Christmas snapshots

Christmas snapshots

Colmán Ó Raghallaigh in the Square in Claremorris in 1964.

Like many people, I have a large collection of photographs, accumulated over many years from various sources, many of them dating back to my childhood and beyond. Until three or four years ago, most of them lay in bags or boxes in various places around the house until one fateful day I decided that the time had come to finally organise them in some way or other. There followed days and nights of sifting and sorting before I finally completed a number of photo albums and satisfied myself that justice had been done to the family archives!

Now on the mantelpiece of my little study stand two particular photographs that came to light during that Herculean operation. The first is a relatively small colour photograph showing a man in his Sunday best, sitting in an armchair by the fire; his spectacles perched precariously on the end of his nose and reading a book. By his side on a higher chair looking towards the camera sits his wife, also nicely dressed, a smile on her face and a newspaper open before her on the sitting-room table.

Colmán Ó Raghallaigh's father and mother pictured at Christmas 1964.
Colmán Ó Raghallaigh's father and mother pictured at Christmas 1964.

The two people in that photograph are, of course, my mother and father, and it was taken 58 years ago this Christmas. Yes, it was Christmas 1964 and my excitement knew no bounds for, like any seven-year-old, I was looking forward to Santa’s arrival, and whatever presents he might bring.

Yet more important even than Santa, was the coming of my sister Mary, home on a visit from America. My younger brother Michael and I had heard so much about Chicago and all it entailed, that to us it had long since assumed the same hallowed status as the North Pole itself, as far as magic and mystery went. It had been a bitter heartbreak for my mother when her only daughter, Mary, had emigrated to America two years before, but now she was home, and we had a real yank in the family!
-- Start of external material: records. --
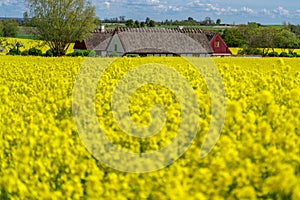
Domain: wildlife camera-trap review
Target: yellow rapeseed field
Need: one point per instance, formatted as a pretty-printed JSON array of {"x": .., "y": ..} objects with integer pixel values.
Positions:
[{"x": 256, "y": 157}]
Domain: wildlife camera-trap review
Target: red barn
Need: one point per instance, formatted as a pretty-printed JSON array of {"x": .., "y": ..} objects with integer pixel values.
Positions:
[{"x": 218, "y": 45}]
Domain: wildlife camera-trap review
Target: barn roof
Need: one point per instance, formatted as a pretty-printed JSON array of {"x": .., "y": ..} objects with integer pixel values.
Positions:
[
  {"x": 159, "y": 40},
  {"x": 153, "y": 40},
  {"x": 210, "y": 35}
]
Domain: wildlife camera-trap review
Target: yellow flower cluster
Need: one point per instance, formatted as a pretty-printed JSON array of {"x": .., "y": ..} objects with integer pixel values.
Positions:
[{"x": 256, "y": 157}]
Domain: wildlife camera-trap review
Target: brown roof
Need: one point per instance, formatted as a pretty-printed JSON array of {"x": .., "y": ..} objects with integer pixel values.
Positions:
[
  {"x": 210, "y": 35},
  {"x": 168, "y": 42},
  {"x": 153, "y": 40}
]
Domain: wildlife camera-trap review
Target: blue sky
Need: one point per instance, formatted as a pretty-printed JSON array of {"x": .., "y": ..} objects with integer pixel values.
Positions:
[{"x": 229, "y": 11}]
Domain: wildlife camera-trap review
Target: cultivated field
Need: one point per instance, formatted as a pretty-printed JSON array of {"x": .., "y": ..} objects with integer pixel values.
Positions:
[{"x": 256, "y": 156}]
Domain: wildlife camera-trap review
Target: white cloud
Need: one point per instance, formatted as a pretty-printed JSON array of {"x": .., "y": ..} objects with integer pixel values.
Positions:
[
  {"x": 107, "y": 4},
  {"x": 247, "y": 10},
  {"x": 281, "y": 12}
]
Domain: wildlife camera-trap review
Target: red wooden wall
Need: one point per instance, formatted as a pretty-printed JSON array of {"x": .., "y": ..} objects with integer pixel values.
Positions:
[{"x": 219, "y": 46}]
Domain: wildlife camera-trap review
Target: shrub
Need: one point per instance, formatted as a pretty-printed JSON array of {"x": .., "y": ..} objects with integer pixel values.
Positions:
[
  {"x": 49, "y": 53},
  {"x": 14, "y": 52},
  {"x": 273, "y": 54},
  {"x": 25, "y": 53},
  {"x": 83, "y": 53}
]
For us, it was her camera more than anything else that marked her out as someone who was now different from all the other people in our town. No sooner would a neighbour or a visitor enter the house than their picture would have to be taken by my sister. It was not that people didn’t have their own cameras at the time but rather that this camera was something special. It was that most wonderful thing - a full-colour automatic camera!
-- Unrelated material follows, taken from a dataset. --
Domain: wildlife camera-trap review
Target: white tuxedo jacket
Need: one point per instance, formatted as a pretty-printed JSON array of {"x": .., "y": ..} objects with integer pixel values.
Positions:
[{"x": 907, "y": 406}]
I don’t recall exactly how long she stayed with us that Christmas, but when she returned to Chicago my sister left behind a pictorial record of that time that to this very day informs the way I think about Christmas.

From time to time, and especially at Christmas, I take out those tiny photographs to look again at the house where I was reared, long since vanished, my mother and father, both gone for over 30 years, and two little boys, newly attired in their cowboy suits and proudly displaying their cap guns and cowboy hats. Oh yes, Santa was very good that year. In the town square they stand, smiling and innocent, with the snow all around them. Did I mention we had a white Christmas that year?
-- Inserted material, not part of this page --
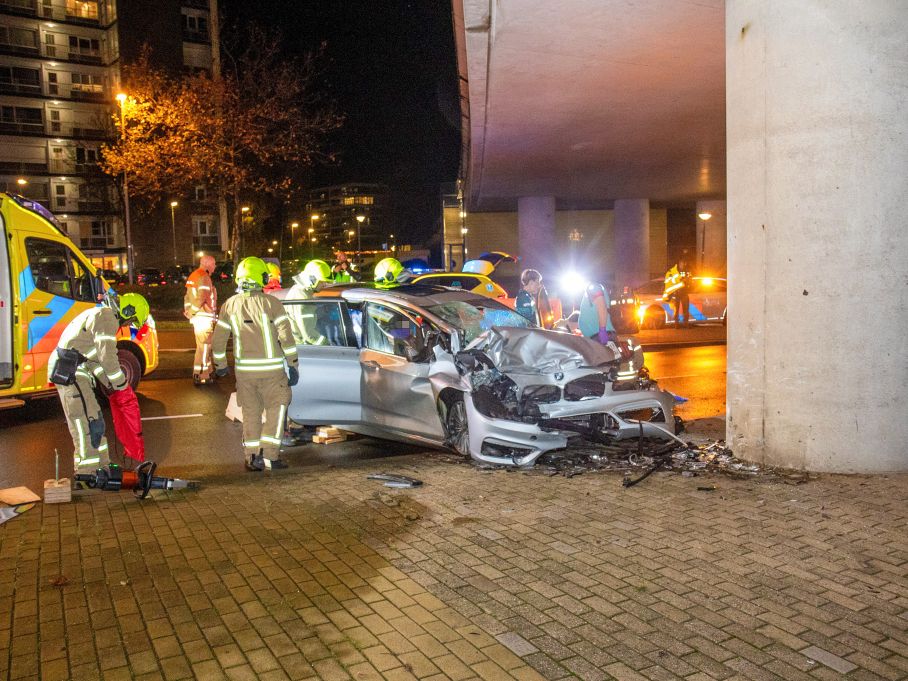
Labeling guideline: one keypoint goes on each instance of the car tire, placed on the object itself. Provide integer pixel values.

The crib that has been part of the Christmas tradition in the Ó Raghallaigh home since 1964.
The crib that has been part of the Christmas tradition in the Ó Raghallaigh home since 1964.

In another photo, under the Christmas tree, is the crib my father had bought so many years before in the early fifties; before which we knelt each night, and which remains our family crib to this day. Every year as I prepare to put up that crib, I reverently take out those same figures, some of them still wrapped in the Sunday paper of Christmas 1964, the same paper perhaps, that my mother is reading in that famous picture taken by my sister on that special Christmas day.

It was 30 years later before we had the next white Christmas. I went out to the front gate by the roadway and took a photograph of my own two children in the snow. Ironically enough it was a black-and-white photo. It stands today on the same mantelpiece as the one taken 30 years before. Another Christmas… another world maybe, yet a treasured link in the chain of life and one which never fails to give me comfort when I travel down the path of memories past.